Birazdan hep beraber göreceğiz ki ünlü oyuncunun oturmuş ve kendine özgü bir tarzı var ve anlaşılıyor ki o kendi çizgisinden ödün vermeyi pek sevmiyor. Ödül törenleri ve seçkin davetlerde sıklıkla yer alan oyuncunun, şıklığını oluştururken en sık kullanmayı tercih ettiği parçaların başında diz altı kalem elbiseleri geliyor. Genelde uzun boya sahip kadınlara daha çok yakıştırılan bu form elbiseleri, düzgün hatlara sahip vücudu ve asil duruşuyla kendine öyle güzel yakıştırıyor ki bir anda tüm tabuları yıkıma uğratıyor.

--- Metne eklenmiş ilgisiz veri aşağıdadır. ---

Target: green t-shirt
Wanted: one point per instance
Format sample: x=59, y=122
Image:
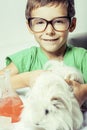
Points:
x=34, y=59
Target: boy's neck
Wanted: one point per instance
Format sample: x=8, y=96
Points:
x=58, y=54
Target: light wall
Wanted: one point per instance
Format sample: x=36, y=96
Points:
x=14, y=34
x=13, y=29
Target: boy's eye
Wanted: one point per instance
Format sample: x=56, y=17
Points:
x=38, y=22
x=60, y=21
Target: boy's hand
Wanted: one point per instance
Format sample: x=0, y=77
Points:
x=80, y=90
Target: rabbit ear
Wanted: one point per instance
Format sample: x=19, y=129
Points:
x=58, y=102
x=55, y=102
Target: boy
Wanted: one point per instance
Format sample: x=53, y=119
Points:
x=50, y=21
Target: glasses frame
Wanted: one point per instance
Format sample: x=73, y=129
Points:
x=49, y=22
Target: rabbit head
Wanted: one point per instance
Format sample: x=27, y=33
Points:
x=51, y=105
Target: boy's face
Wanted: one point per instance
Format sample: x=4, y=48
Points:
x=50, y=40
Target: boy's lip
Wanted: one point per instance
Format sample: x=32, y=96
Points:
x=51, y=39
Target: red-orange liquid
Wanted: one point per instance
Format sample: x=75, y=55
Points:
x=11, y=107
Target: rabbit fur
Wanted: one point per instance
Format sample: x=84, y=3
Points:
x=50, y=104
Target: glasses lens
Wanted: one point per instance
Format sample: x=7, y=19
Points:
x=61, y=24
x=37, y=24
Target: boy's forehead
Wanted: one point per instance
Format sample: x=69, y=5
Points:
x=49, y=12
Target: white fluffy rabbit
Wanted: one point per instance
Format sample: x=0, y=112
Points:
x=51, y=105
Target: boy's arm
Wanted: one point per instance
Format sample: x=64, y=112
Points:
x=80, y=91
x=25, y=79
x=20, y=80
x=11, y=67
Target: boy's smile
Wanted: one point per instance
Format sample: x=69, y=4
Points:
x=50, y=40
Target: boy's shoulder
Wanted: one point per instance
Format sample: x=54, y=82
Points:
x=76, y=50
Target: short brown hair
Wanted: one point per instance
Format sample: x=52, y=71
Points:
x=33, y=4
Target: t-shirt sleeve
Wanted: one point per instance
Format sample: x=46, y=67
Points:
x=22, y=59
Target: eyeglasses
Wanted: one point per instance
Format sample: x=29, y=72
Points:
x=60, y=24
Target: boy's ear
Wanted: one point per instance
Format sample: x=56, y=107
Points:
x=28, y=27
x=72, y=25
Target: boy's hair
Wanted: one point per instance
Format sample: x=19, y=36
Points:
x=34, y=4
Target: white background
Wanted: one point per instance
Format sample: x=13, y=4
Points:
x=14, y=34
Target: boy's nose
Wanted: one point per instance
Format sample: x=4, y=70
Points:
x=50, y=29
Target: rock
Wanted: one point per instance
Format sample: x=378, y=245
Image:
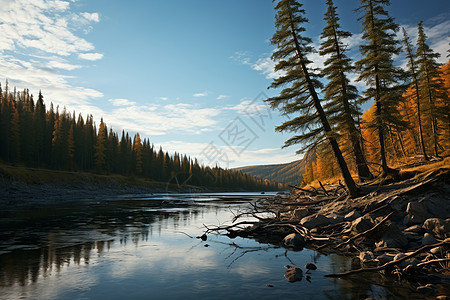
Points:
x=428, y=239
x=293, y=273
x=301, y=212
x=415, y=229
x=335, y=218
x=354, y=214
x=407, y=262
x=316, y=220
x=438, y=251
x=366, y=256
x=310, y=266
x=438, y=227
x=362, y=224
x=294, y=240
x=385, y=258
x=416, y=213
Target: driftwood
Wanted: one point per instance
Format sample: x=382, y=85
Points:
x=391, y=263
x=367, y=231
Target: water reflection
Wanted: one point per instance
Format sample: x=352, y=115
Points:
x=142, y=247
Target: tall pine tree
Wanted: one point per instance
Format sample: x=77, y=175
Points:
x=340, y=94
x=432, y=86
x=377, y=70
x=301, y=97
x=412, y=72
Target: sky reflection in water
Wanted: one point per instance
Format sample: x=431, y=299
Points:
x=146, y=249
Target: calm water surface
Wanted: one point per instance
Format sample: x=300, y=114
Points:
x=145, y=247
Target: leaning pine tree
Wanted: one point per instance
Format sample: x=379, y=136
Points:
x=377, y=70
x=301, y=97
x=412, y=72
x=339, y=93
x=432, y=86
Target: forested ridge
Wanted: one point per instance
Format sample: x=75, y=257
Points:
x=409, y=118
x=34, y=136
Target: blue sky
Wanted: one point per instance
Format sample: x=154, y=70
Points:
x=190, y=75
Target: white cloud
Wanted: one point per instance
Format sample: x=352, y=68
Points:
x=160, y=119
x=121, y=102
x=35, y=29
x=92, y=17
x=41, y=25
x=267, y=67
x=220, y=97
x=62, y=65
x=90, y=56
x=204, y=94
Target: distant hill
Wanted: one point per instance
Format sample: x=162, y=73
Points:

Daha ağır elbiseler giydiği davetlerde ki kıyafet seçimlerine göz attığımızda ise direk anlaşılıyor ki ünlü oyuncu seçimlerinde tek bir çizgiden gitmeyi tercih ediyor. Görünen o ki kendine neyin yakıştığını çok iyi biliyor ve risk almadan insanların gözlerini kamaştırmayı seviyor. Daha çok balık formlu, vücut hatlarını belli eden, siyah ve beyaz renklerin hakim olduğu elbiseleri tercih eden latin yıldız, istikrarının ne denli doğru bir karar olduğunu tüm bu kusursuzluğuyla gözler önüne seriyor.
Mini elbiselerde ise çıtı pıtı oluşunun avantajından yararlanarak hem sempatik hem de seksi bir görünüme bürünüveriyor. Sanırız o da kendisine her türlü mininin çok yakıştığının farkında ki tuvalet ve diğer gece elbiselerinde ki istikrarının aksine, mini elbiselerde farklılıktan çekinmiyor.
Özel günlerde ki giyim tercihlerini incelediğimize göre şimdi birazda güzel yıldızın günlük hayatında ki tarzını mercek altına alabiliriz. Yine görüyoruz ki, ünlü yıldız günlük hayatında da istikrarı seviyor. Ne giyeceği o kadar bariz ki. Günlük yaşantısında da rahatlığından çok şıklığına önem veren oyuncunun her zaman ayaklarında bir çift topuklu görmek mümkün; ama topuklularının önüne geçen önemli bir parça var ki o da nerdeyse hiç üstünden çıkarmadığı skinny pantolonları. Topuklu ve skinny pantolonlarının üzerine geçirdiği düz bir tişört veya gömlekle kombinleyen oyuncu, nasıl kolay yoldan şık olunabileceğini herkese gösteriyor.
Özel yaşantısında ve davetlerde yaptığı doğru ve şık kıyafet seçimleriyle herkesin gözlerini kendi üstüne çevirmeyi başaran Eva Longoria, şıklığını önemli bir tamamlayıcı olan saç ve makyajına gösterdiği özenle bütünlüyor. Makyajında genellikle dudaklarında ve yanaklarında natürel tonlar tercih eden Latin yıldız, dengeyi gözlerini ön plana çıkaran yoğun bir göz makyajıyla sağlıyor. Saçlarında ise radikal kararlar almaktan çekinen oyuncu, genellikle kahverengi ve kumral saç rengi tonlarını tercih ederken, bir dönem rol gereği saçlarını kestirmesinin dışında genellikle uzun saç boylarını tercih ediyor.
Gördüğümüz gibi, Eva Longoria nasıl görünmesini ve kendine nelerin yakıştığını gerçekten iyi biliyor ve bu doğrultuda oturmuş bir tarzı var. Doğuştan gelen güzelliğini, doğru kıyafet, saç ve makyaj seçimleriyle tamamlayınca da Hollywood’ un en güzel oyuncuları arasında yer almasına pek şaşırmamak gerek.